Generative Universal Verifier as Multimodal
Meta-Reasoner

Introduction

We introduce Generative Universal Verifier, a novel concept and plugin designed for next-generation multimodal reasoning in vision-language models and unified multimodal models, providing the fundamental capability of reflection and refinement on visual outcomes during the reasoning and generation process.

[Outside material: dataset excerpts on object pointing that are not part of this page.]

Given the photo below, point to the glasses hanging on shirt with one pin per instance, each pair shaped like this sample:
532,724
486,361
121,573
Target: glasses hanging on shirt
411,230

ViVerBench: a comprehensive benchmark spanning 16 categories of critical tasks for evaluating visual outcomes in multimodal reasoning.
OmniVerifier-7B: Trained on large-scale visual verification data, the first omni-capable generative verifier trained for universal visual verification and achieves notable gains on ViVerBench(+8.3).
OmniVerifier-TTS, a sequential test-time scaling paradigm that leverages the universal verifier to bridge image generation and editing within unified models, enhancing the upper bound of generative ability through iterative fine-grained optimization.

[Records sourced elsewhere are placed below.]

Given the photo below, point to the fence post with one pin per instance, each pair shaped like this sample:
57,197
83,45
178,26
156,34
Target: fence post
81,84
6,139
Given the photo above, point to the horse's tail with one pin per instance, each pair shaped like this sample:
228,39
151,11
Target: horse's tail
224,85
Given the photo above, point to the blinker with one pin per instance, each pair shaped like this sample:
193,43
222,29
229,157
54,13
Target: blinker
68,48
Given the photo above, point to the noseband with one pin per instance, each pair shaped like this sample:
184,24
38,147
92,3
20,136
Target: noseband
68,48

OmniVerifier advances both reliable reflection during generation and scalable test-time refinement, marking a step toward more trustworthy and controllable next-generation reasoning systems.

New Updates

[2025.11] Inference code of two automated pipelines for visual verifier data construction are released.

[2025.10] Inference code of Sequential OmniVerifier-TTS (based on Qwen-Image) is released.

[2025.10] Evaluation code of ViVerBench is released.

[2025.10] Training code of OmniVerifier is released.

TODO

[x] Two automated data construction pipelines
[ ] Sequential OmniVerifier-TTS on different backbones
[ ] Parallel OmniVerifier-TTS

Installation

git clone https://github.com/Cominclip/OmniVerifier.git
cd OmniVerifier
pip install -e .

Quick Start: Generated Image Verification

Use the following command to test OmniVerifier-7B on a generated image:

python inference.py

Please modify image_path and prompt to your own setting.

The model will output both an answer and an explanation indicating whether the image is strictly aligned with the given prompt.

Part1: ViVerBench Evaluation

We provide two evaluation approaches: rule-based and model-based. As a first step, store the model outputs in a JSON file such as your_model.json.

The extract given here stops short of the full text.